Learning Target-aware Representation for Visual Tracking via Informative Interactions
This work addresses the challenge of improving feature representation for visual tracking, which is crucial for applications like surveillance and autonomous systems, by proposing an incremental enhancement to existing Siamese-like frameworks.
The paper tackles the problem of target-irrelevant interference in visual tracking by introducing a novel backbone architecture with a general interaction modeler (GIM) that injects reference target knowledge into different stages, resulting in improved target-perception and robust distractor-resistance. The CNN version achieves absolute gains of 3.2/6.9 SUC on LaSOT/TNL2K benchmarks, and the Transformer version obtains SUC scores of 65.7/52.0, matching recent state-of-the-art methods.

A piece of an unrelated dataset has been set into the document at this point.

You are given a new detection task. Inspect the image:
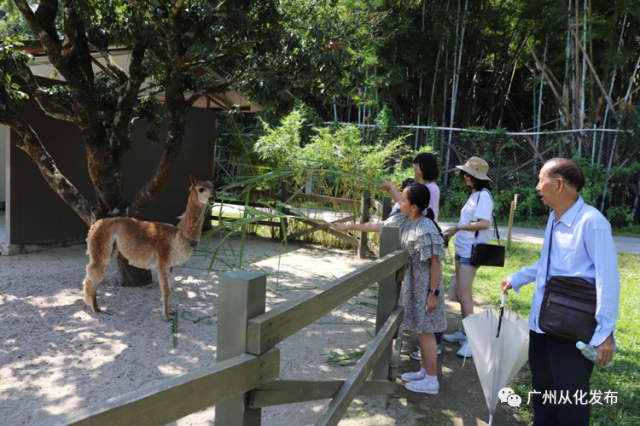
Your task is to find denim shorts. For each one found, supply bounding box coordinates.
[456,253,479,269]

We introduce a novel backbone architecture to improve target-perception ability of feature representation for tracking. Specifically, having observed that de facto frameworks perform feature matching simply using the outputs from backbone for target localization, there is no direct feedback from the matching module to the backbone network, especially the shallow layers. More concretely, only the matching module can directly access the target information (in the reference frame), while the representation learning of candidate frame is blind to the reference target. As a consequence, the accumulation effect of target-irrelevant interference in the shallow stages may degrade the feature quality of deeper layers. In this paper, we approach the problem from a different angle by conducting multiple branch-wise interactions inside the Siamese-like backbone networks (InBN). At the core of InBN is a general interaction modeler (GIM) that injects the prior knowledge of reference image to different stages of the backbone network, leading to better target-perception and robust distractor-resistance of candidate feature representation with negligible computation cost. The proposed GIM module and InBN mechanism are general and applicable to different backbone types including CNN and Transformer for improvements, as evidenced by our extensive experiments on multiple benchmarks. In particular, the CNN version (based on SiamCAR) improves the baseline with 3.2/6.9 absolute gains of SUC on LaSOT/TNL2K, respectively. The Transformer version obtains SUC scores of 65.7/52.0 on LaSOT/TNL2K, which are on par with recent state of the arts. Code and models will be released.